In a new report, the institution states that the particular attention given to the covid-19 pandemic worldwide has overshadowed the malaria control process. Malaria killed 409,000 people worldwide in 2019, with more than 90% of the deaths in Africa and specifically the sub-Saharan region.
Even though Africa has managed to reduce malaria mortality by 44% in 20 years (from 680,000 deaths per year to 384,000), the funding gap is likely to significantly undermine the progress made so far. WHO said disruptions in access to malaria treatment could result in up to 100,000 more deaths than the death toll already recorded each year on the continent.

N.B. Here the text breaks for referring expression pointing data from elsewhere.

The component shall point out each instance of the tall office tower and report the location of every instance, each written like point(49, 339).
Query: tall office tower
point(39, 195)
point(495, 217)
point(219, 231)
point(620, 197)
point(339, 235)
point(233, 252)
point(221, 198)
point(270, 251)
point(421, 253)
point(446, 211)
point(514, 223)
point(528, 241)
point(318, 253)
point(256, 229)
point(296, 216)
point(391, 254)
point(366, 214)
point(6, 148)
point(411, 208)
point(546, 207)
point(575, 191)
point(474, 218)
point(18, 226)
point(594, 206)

"It's very likely that excess malaria mortality is larger than the direct COVID mortality," said Pedro Alsonso, Head of WHO's malaria program.
When the pandemic broke out, many voices had been raised calling on leaders to continue fighting against the serious diseases that existed before the coronavirus.
In May, WHO had already warned that the number of deaths caused by malaria on the African continent could double this year to 769,000, a record in 20 years. One reason for this pessimism is the interruption in the manufacture of antimalarial drugs in the main countries where they are produced, such as India.
According to the Joint United Nations Program on HIV/AIDS (UNAIDS), HIV death toll could also double in sub-Saharan Africa, with more than 500,000 additional deaths, if access to treatment is disrupted by covid-19.
Let’s note that to date Africa has 2.1 million cases of covid-19, 51,708 deaths, and 1.8 million recoveries.